Atallah, formerly of Young but most recently living at Harden, picked up a piece of wood about one metre long and threatened the teenager, who denied knowing about the theft.
Atallah reacted by striking the teenager’s left knee and then his feet, hand and stomach.
The teenager said he knew the whereabouts of the stolen property and took Atallah to a bogus location at Keith Cullen Oval where he pretended to look for the money and drugs before being able to run away to his home where the police were called.
The boy suffered minor injuries that did not require hospitalisation.
He told police where the stolen property was, and he was later charged with stealing the money.

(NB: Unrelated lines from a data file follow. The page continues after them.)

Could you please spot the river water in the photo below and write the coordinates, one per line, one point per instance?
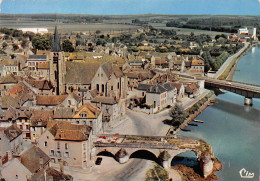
(232, 128)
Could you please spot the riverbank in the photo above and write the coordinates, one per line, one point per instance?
(225, 69)
(196, 113)
(234, 66)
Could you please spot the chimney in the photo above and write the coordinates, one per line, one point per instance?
(41, 162)
(61, 166)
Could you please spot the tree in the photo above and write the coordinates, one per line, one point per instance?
(178, 115)
(4, 45)
(41, 42)
(67, 46)
(15, 46)
(24, 43)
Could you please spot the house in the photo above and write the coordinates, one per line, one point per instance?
(90, 115)
(23, 123)
(112, 111)
(26, 165)
(10, 69)
(155, 96)
(11, 142)
(39, 87)
(38, 122)
(180, 89)
(171, 94)
(7, 82)
(136, 77)
(109, 81)
(67, 142)
(18, 96)
(197, 65)
(70, 100)
(87, 114)
(34, 60)
(79, 75)
(192, 90)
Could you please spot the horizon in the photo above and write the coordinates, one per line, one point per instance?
(131, 7)
(128, 14)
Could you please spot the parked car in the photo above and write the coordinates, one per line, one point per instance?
(98, 161)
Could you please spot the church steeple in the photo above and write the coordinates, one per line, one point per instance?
(55, 47)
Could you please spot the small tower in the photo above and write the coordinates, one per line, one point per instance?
(57, 65)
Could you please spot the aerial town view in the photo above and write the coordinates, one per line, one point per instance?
(127, 90)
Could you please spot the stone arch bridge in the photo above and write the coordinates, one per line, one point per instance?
(164, 148)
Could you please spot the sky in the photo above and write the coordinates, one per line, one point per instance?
(123, 7)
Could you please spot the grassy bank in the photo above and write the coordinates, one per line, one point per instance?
(230, 69)
(195, 110)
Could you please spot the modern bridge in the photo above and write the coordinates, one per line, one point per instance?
(249, 91)
(164, 148)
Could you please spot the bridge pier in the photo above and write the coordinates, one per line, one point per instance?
(165, 159)
(248, 101)
(122, 156)
(206, 166)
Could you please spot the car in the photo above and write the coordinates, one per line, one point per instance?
(228, 83)
(98, 161)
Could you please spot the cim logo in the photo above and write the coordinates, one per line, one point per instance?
(246, 174)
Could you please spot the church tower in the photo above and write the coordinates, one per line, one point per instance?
(57, 65)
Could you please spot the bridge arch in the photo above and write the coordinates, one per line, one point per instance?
(144, 154)
(188, 158)
(105, 153)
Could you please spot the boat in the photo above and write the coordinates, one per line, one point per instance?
(198, 121)
(192, 124)
(185, 129)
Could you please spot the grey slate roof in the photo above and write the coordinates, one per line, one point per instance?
(37, 57)
(60, 113)
(30, 158)
(81, 73)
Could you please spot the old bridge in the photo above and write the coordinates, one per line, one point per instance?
(164, 148)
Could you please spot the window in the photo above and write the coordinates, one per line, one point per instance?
(66, 154)
(66, 146)
(52, 153)
(58, 153)
(103, 88)
(53, 160)
(84, 114)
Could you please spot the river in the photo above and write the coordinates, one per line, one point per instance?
(232, 128)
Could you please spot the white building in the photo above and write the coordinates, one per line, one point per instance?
(35, 30)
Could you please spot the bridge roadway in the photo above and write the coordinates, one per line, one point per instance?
(249, 91)
(150, 142)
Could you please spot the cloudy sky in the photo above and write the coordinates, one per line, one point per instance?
(237, 7)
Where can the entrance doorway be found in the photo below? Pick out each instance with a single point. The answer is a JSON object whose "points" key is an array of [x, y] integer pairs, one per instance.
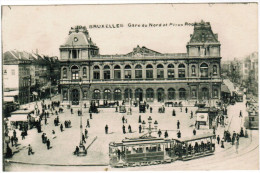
{"points": [[75, 97]]}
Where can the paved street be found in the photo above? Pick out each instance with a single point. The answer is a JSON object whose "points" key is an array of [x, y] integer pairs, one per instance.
{"points": [[66, 141]]}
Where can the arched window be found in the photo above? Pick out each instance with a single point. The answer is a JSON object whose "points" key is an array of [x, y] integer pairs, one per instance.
{"points": [[117, 94], [205, 93], [107, 94], [215, 93], [74, 72], [171, 94], [139, 94], [215, 70], [128, 72], [84, 71], [128, 94], [181, 71], [117, 72], [193, 93], [149, 71], [106, 72], [65, 75], [96, 94], [96, 72], [204, 70], [65, 95], [149, 94], [138, 72], [182, 94], [170, 71], [160, 71], [193, 70], [160, 95]]}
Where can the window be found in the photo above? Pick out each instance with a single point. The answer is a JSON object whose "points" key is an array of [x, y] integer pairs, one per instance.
{"points": [[138, 72], [181, 71], [106, 72], [170, 71], [84, 71], [215, 93], [117, 72], [96, 94], [128, 94], [171, 94], [75, 72], [117, 94], [204, 70], [194, 93], [193, 70], [13, 72], [65, 95], [149, 71], [182, 94], [215, 70], [107, 94], [96, 72], [128, 72], [160, 71], [149, 94]]}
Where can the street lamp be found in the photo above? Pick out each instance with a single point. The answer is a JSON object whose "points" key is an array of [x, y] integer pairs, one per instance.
{"points": [[82, 149]]}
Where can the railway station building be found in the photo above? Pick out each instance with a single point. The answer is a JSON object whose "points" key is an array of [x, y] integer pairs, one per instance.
{"points": [[143, 74]]}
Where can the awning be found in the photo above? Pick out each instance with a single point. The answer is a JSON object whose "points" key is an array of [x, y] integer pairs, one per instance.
{"points": [[224, 89], [8, 99], [20, 117], [11, 93], [202, 117]]}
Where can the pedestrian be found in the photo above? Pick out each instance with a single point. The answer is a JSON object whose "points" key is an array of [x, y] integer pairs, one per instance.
{"points": [[106, 129], [53, 134], [123, 119], [83, 138], [124, 129], [61, 128], [30, 150], [166, 134], [88, 124], [179, 134], [86, 133], [178, 124], [140, 129], [129, 129], [218, 139], [48, 143], [43, 138], [194, 132], [159, 133]]}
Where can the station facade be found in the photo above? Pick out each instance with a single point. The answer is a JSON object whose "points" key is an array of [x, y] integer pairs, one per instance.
{"points": [[143, 74]]}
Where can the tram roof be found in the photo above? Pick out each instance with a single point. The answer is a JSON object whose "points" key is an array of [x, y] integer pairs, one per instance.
{"points": [[194, 138]]}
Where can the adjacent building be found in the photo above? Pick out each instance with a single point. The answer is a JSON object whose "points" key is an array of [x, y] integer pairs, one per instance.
{"points": [[143, 74]]}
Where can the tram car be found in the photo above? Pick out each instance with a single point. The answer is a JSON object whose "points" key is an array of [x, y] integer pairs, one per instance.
{"points": [[151, 151]]}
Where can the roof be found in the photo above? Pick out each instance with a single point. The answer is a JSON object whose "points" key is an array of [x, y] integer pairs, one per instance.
{"points": [[224, 88], [193, 138], [203, 34]]}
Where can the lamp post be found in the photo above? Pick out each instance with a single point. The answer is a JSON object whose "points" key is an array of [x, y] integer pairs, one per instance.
{"points": [[82, 149], [150, 128]]}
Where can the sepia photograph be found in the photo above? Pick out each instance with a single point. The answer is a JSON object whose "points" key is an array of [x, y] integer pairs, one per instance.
{"points": [[130, 87]]}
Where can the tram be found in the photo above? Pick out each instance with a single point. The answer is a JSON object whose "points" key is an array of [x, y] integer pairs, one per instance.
{"points": [[146, 151]]}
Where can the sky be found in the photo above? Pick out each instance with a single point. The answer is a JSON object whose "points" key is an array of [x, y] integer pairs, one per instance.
{"points": [[27, 28]]}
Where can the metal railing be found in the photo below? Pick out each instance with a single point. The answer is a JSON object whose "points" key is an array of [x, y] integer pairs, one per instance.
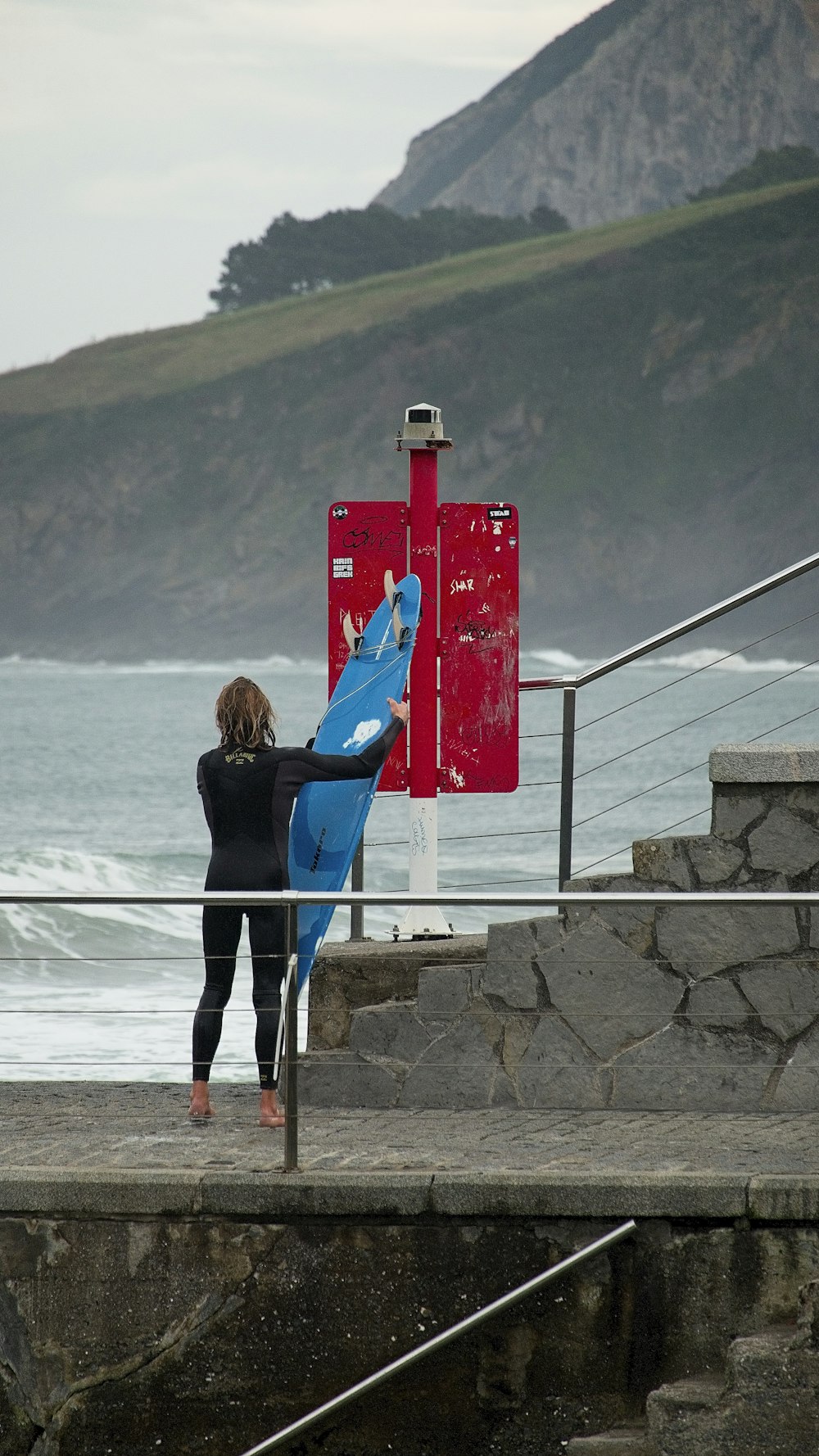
{"points": [[464, 1327], [292, 898], [572, 683]]}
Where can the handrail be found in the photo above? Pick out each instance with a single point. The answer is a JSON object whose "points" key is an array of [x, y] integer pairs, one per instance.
{"points": [[446, 1336], [548, 900], [699, 619], [572, 681]]}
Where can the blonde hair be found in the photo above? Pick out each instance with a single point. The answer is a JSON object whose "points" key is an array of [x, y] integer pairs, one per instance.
{"points": [[244, 715]]}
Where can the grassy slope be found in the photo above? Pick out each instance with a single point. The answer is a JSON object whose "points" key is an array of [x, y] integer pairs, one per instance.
{"points": [[650, 408], [164, 361]]}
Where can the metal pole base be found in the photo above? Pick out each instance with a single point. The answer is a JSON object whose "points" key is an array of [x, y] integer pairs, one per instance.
{"points": [[423, 922]]}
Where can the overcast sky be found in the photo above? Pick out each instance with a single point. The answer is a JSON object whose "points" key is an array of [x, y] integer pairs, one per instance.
{"points": [[140, 138]]}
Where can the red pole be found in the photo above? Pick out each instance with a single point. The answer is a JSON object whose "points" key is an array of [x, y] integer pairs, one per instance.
{"points": [[423, 561]]}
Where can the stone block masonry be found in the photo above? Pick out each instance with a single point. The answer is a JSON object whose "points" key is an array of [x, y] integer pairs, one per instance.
{"points": [[671, 1010]]}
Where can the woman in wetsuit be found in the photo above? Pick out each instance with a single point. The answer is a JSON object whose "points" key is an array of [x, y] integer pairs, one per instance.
{"points": [[248, 788]]}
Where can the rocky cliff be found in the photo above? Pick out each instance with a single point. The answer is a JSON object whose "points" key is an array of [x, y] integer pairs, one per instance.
{"points": [[652, 411], [634, 110]]}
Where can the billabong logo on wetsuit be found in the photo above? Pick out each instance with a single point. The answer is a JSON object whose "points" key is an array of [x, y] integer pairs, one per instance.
{"points": [[318, 853]]}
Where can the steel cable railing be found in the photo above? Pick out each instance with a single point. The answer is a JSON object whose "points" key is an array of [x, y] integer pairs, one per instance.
{"points": [[570, 685], [538, 902]]}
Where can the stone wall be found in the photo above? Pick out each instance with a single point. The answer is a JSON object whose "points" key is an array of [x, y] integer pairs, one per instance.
{"points": [[682, 1008], [153, 1334]]}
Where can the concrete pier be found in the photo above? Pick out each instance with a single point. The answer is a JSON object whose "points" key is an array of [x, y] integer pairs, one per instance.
{"points": [[165, 1286]]}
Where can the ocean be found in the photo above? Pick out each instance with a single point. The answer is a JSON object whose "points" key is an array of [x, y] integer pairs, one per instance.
{"points": [[98, 794]]}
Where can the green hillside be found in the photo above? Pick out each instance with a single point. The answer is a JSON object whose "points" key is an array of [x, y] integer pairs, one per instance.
{"points": [[142, 366], [645, 392]]}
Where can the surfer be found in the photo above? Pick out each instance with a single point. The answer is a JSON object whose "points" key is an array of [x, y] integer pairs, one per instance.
{"points": [[248, 789]]}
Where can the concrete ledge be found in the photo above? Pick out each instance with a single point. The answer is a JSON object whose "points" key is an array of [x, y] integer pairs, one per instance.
{"points": [[764, 763], [111, 1193], [783, 1197], [290, 1197]]}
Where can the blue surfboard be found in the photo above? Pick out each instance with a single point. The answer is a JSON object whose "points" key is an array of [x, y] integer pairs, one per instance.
{"points": [[330, 817]]}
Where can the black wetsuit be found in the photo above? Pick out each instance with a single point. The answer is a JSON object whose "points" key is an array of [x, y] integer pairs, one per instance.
{"points": [[248, 798]]}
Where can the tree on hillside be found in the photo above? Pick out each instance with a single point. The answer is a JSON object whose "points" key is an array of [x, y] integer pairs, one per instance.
{"points": [[305, 255], [767, 170]]}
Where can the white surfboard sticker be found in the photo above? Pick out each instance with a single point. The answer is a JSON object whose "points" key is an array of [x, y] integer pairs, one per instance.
{"points": [[363, 733]]}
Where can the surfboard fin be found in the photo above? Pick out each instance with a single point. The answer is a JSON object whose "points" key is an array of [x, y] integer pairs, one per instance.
{"points": [[350, 635], [392, 600]]}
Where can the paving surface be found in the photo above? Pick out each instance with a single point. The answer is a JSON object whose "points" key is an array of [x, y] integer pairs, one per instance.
{"points": [[124, 1147]]}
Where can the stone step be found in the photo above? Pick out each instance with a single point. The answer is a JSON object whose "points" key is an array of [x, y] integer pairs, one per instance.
{"points": [[753, 1357], [622, 1440], [678, 1413]]}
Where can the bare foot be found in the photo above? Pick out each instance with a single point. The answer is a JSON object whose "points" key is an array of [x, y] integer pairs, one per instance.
{"points": [[200, 1101], [270, 1111]]}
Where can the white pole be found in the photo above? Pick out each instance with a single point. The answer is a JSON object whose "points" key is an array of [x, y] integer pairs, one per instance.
{"points": [[424, 920]]}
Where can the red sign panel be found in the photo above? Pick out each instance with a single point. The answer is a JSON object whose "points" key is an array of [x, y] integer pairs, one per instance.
{"points": [[364, 540], [478, 649]]}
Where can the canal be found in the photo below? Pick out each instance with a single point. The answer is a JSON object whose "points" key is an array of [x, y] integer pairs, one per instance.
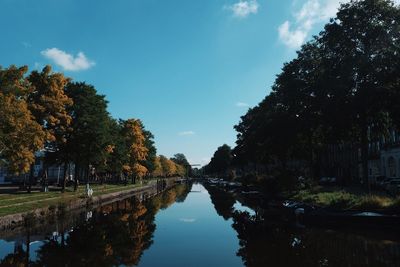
{"points": [[189, 225]]}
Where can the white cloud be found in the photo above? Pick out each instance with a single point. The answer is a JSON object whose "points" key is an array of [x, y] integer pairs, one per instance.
{"points": [[244, 8], [242, 104], [68, 61], [310, 13], [26, 44], [186, 133], [290, 38], [187, 220]]}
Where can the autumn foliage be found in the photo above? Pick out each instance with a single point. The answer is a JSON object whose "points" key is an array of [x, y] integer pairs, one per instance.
{"points": [[68, 121]]}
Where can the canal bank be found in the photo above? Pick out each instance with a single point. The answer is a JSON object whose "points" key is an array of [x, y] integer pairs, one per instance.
{"points": [[61, 204]]}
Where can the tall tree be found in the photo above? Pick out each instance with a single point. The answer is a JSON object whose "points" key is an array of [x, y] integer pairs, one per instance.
{"points": [[181, 160], [48, 103], [137, 150], [221, 161], [86, 144], [20, 135]]}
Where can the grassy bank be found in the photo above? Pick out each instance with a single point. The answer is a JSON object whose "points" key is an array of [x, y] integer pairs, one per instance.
{"points": [[348, 199], [23, 202]]}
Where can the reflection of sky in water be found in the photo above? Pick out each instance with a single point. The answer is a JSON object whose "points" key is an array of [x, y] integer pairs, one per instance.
{"points": [[6, 248], [209, 241], [239, 207]]}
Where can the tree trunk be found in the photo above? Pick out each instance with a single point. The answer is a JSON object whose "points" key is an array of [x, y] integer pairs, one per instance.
{"points": [[76, 177], [364, 152], [30, 180], [64, 178]]}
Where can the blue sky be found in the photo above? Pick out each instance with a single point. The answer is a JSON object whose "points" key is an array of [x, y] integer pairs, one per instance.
{"points": [[187, 69]]}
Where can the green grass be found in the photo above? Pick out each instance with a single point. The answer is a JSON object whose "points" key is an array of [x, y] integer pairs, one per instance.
{"points": [[347, 199], [24, 202]]}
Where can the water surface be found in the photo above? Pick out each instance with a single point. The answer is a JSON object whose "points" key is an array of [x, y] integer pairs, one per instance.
{"points": [[190, 225]]}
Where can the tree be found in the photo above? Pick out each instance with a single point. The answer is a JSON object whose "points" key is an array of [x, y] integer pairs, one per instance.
{"points": [[49, 105], [221, 161], [168, 166], [149, 163], [364, 40], [137, 150], [181, 160], [86, 144], [20, 135], [158, 169]]}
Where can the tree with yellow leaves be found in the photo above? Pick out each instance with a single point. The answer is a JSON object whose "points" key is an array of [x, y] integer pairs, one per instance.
{"points": [[20, 135], [158, 170], [49, 105], [168, 166], [137, 150]]}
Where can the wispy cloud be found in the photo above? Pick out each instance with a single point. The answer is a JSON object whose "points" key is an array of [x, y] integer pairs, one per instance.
{"points": [[242, 105], [26, 44], [185, 133], [187, 220], [205, 161], [243, 8], [68, 61], [294, 34]]}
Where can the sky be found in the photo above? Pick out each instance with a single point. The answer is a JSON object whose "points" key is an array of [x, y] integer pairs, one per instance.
{"points": [[188, 69]]}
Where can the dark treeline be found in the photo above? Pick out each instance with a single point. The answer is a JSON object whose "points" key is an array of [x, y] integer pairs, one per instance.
{"points": [[341, 89], [69, 122]]}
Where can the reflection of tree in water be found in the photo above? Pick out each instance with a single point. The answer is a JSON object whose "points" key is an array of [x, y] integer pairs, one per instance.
{"points": [[263, 243], [163, 201], [223, 201], [17, 259], [117, 234]]}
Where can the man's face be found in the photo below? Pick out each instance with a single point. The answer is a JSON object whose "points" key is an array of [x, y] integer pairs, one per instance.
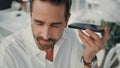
{"points": [[48, 23]]}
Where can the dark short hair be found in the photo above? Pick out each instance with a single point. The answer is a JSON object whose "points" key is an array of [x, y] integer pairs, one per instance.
{"points": [[57, 2]]}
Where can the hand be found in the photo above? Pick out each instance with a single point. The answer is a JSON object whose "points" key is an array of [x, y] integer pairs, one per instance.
{"points": [[93, 43]]}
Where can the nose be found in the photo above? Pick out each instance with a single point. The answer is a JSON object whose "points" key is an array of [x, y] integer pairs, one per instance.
{"points": [[46, 33]]}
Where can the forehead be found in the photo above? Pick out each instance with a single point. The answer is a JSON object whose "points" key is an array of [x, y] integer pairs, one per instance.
{"points": [[48, 10]]}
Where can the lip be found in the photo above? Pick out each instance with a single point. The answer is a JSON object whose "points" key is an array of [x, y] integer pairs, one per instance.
{"points": [[44, 42]]}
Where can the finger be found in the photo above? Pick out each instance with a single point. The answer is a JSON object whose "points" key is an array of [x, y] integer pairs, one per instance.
{"points": [[93, 35], [86, 40], [106, 34]]}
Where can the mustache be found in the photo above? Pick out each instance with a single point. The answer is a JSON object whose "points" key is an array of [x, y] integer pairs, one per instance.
{"points": [[50, 39]]}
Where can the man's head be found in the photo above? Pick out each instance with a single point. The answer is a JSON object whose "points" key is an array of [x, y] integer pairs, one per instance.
{"points": [[49, 18]]}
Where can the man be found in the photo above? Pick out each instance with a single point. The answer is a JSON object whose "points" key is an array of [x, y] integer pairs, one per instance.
{"points": [[7, 4], [47, 43]]}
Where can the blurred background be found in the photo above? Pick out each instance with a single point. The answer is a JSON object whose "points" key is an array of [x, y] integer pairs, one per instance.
{"points": [[15, 15]]}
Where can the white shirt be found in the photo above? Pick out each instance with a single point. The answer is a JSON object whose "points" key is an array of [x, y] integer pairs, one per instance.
{"points": [[20, 51]]}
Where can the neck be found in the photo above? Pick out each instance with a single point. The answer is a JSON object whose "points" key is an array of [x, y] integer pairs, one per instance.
{"points": [[49, 54]]}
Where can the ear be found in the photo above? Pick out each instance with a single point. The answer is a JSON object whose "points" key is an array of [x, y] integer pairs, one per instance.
{"points": [[66, 21]]}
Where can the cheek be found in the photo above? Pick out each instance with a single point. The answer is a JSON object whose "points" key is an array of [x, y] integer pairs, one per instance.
{"points": [[35, 30], [57, 33]]}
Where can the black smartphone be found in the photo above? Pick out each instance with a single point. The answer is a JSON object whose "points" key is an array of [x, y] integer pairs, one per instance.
{"points": [[83, 26]]}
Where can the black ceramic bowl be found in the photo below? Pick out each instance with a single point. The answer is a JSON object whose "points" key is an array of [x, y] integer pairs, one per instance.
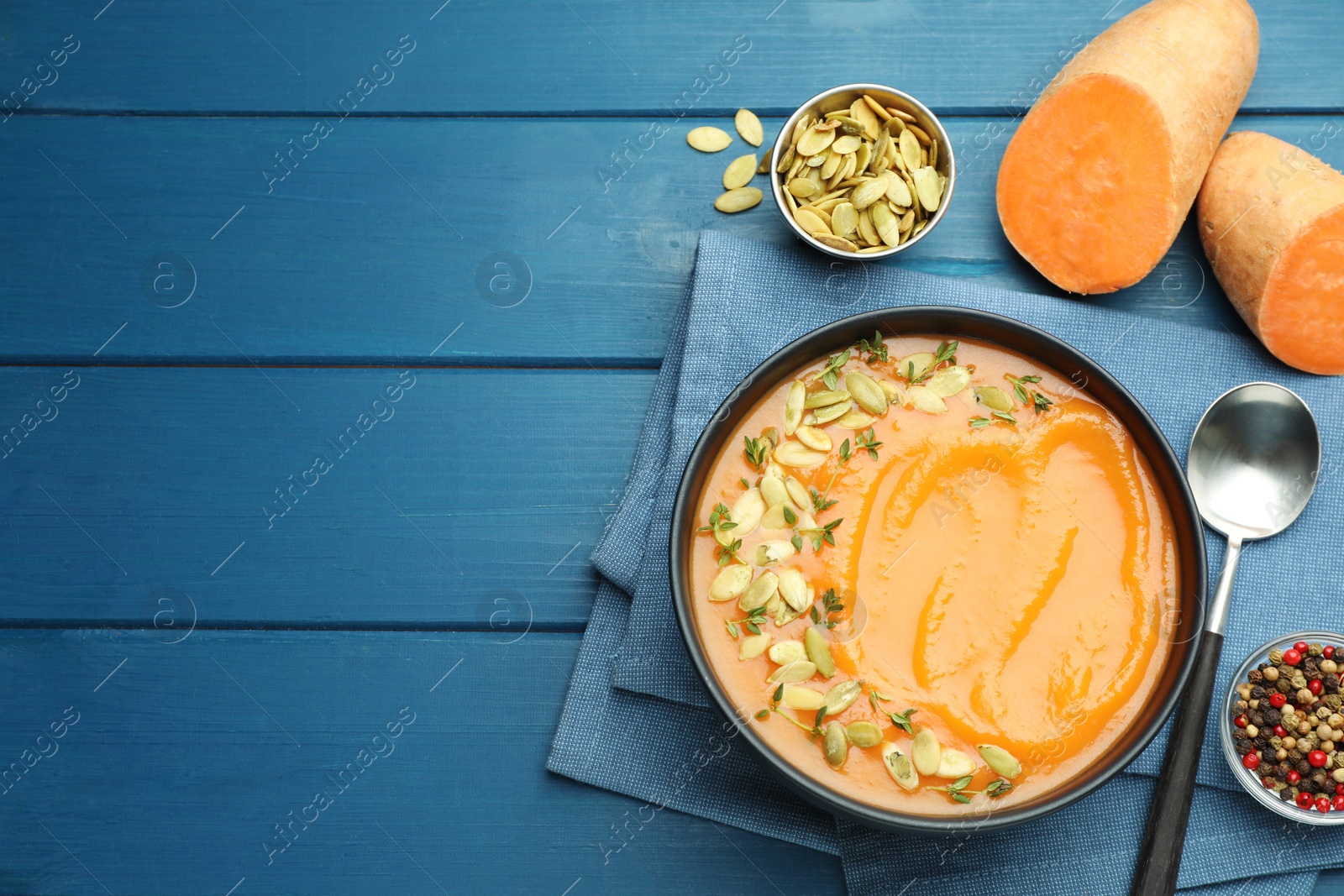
{"points": [[1095, 382]]}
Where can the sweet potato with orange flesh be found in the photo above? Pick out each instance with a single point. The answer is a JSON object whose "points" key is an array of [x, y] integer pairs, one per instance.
{"points": [[1272, 221], [1102, 170]]}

The boy’s victim – and kidnapper – was given a 23-month intensive correction order last year after pleading guilty to specially aggravated kidnapping.
Atallah told police he acted “out of sympathy” for his friend who had lost a large amount of money.
In sentencing 26-year-old Atallah at Wagga District Court, Judge Gordon Lerve said that given the violence, the harm, the restraint and gagging – including having a rag stuffed in the victim’s mouth – the extent of the teenager’s terror must have been significant.
Atallah, who pleaded guilty to detaining a person in company with intent to get an advantage occasioning actual bodily harm, was given a head jail sentence of two years starting from February 10.
He will be on parole for 12 months after being released from prison.
Judge Lerve said there was an “element of vigilante activity in the offending”.